BURG just feels like a stronger deck than the other Delver variants with the current card pool and Dig Through Time-dominated metagame. Infect, to me, is a Delver deck with combo potential but it is more vulnerable to a focused anti-creature plan or fast combo deck than BURG Delver is, something the threat value of the combo-kill finish doesn’t make up for at this point.

Reanimator is a little less consistent then I’d like it to be, and its combo turns bad too rapidly: once your opponent hits enough mana to be fully active or has managed to start attacking, your “combo” of putting a Griselbrand into play turns out to be far from a true combo-kill surprisingly often. And so on and so forth. In short, everything other than what I have listed above feels like it’s competing with another deck that does something similar just better or with additional tools, power or flexibility thrown in.

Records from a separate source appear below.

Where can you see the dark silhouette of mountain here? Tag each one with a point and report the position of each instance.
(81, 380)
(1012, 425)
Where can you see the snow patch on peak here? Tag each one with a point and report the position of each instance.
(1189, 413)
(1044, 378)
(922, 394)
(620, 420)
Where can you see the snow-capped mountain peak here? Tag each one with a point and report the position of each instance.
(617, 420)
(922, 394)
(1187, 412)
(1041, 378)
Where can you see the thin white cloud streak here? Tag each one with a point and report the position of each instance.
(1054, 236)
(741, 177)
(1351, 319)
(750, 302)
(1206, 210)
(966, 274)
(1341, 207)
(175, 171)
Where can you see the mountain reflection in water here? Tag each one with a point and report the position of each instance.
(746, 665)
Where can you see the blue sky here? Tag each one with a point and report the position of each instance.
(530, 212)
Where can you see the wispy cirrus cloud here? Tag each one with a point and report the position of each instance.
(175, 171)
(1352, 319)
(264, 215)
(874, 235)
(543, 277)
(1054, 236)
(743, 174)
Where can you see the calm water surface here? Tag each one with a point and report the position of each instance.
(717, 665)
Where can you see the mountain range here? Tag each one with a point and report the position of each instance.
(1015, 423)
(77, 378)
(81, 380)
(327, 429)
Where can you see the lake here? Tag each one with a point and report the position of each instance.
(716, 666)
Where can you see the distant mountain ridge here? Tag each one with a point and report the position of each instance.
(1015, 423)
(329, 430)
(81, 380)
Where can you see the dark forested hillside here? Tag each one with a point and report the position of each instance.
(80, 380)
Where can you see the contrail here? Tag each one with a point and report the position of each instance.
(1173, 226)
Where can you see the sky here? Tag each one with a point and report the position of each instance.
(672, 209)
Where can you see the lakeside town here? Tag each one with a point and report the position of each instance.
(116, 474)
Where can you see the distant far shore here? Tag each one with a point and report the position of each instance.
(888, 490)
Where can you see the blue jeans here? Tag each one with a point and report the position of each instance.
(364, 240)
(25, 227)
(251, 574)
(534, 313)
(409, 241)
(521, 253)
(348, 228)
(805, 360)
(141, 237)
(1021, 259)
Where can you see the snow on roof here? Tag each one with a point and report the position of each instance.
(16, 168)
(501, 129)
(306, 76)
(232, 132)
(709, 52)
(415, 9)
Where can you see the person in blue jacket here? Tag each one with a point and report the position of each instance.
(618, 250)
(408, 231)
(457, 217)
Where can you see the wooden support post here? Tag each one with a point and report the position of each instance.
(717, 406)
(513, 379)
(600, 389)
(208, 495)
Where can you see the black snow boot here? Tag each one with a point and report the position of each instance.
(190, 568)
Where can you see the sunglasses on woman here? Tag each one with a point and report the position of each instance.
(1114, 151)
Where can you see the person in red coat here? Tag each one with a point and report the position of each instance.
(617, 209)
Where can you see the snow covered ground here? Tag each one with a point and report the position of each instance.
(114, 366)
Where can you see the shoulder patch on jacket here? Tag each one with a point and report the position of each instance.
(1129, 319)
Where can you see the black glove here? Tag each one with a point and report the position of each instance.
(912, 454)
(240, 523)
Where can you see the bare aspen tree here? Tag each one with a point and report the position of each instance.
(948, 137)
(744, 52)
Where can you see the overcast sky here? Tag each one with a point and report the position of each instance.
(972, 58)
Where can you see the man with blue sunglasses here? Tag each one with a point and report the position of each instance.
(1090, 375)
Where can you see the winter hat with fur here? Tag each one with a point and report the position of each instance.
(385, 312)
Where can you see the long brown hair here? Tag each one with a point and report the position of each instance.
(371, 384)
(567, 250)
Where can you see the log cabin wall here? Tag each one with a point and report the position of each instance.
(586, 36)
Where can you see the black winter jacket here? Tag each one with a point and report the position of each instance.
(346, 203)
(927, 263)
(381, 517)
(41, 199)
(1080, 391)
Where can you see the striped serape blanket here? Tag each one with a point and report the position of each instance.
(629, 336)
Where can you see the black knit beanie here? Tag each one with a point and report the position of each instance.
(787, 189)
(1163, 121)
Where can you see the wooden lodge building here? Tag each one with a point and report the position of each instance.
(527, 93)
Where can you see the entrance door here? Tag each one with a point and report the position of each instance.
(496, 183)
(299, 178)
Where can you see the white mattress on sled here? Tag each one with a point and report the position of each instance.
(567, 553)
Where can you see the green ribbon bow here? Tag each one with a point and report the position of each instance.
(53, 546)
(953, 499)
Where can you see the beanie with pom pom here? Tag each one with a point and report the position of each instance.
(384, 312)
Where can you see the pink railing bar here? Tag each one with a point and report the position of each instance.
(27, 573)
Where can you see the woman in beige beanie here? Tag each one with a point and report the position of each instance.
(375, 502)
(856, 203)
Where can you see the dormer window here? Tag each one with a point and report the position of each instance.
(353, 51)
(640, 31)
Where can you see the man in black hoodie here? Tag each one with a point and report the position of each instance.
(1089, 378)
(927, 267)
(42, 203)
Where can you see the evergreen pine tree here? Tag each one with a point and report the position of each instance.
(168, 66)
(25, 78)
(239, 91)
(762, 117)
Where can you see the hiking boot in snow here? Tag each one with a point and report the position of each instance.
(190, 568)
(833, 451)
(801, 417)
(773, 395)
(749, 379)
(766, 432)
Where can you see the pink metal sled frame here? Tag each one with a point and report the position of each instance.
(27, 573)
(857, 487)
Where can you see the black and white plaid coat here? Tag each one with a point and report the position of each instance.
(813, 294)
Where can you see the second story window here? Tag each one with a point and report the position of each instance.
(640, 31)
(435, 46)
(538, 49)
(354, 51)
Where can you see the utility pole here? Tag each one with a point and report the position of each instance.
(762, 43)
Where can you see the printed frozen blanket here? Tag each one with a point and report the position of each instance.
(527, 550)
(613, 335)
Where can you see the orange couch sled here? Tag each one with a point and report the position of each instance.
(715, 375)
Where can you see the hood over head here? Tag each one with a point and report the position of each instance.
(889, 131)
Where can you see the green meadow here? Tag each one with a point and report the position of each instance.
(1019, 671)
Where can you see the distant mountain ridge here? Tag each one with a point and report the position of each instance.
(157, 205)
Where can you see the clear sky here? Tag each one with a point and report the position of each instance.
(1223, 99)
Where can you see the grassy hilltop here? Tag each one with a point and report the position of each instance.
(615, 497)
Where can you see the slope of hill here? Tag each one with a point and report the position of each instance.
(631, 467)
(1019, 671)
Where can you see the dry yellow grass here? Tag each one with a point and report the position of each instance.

That doesn’t mean the other decks aren’t viable, especially if you’re used to their play style, or that the above lists are the be-all, end-all of deckbuilding at this point. There are routes for further development even among the top tier – the Grixis to Esper switch I mentioned for Grixis Control seems interesting, for example – and a lot of possible tweaks to explore among those lists. I’m quite partial to the BURG list that replaced Tarmogoyfs and Spell Pierces with True-Names and Thoughtseizes I played against in Prague, for example, and I could easily see hybridizing traditional Miracles with the Mentor version even more being a decent approach.

However, most people netdeck and that means a lot of what could be done isn’t done, or at least it takes quite a while to be done. In addition, people usually try to netdeck the Tier One decks. If you’re one of them, I suggest you take your pick above, but please correct obvious weirdness like using Red Elemental Blast over Pyroblast in a deck with Delve spells. If you aren’t, one of these is what I’d expect most people to turn up with, buffered by a wide variety of slightly-weaker decks that offer significant overlap with these (Sultai and Grixis Delver with BURG, for example).

If your deck is ready for lots of different Dig Through Time decks with varying levels of aggressiveness (and varying reliance on actual Dig Through Time), Storm because it’s Storm and still busted plus a couple of non-blue decks that have the power and metagame positioning to fare well against what the format looks like at this point, you should be well prepared for Washington DC two weeks from now.

Whatever you do with the information, good luck!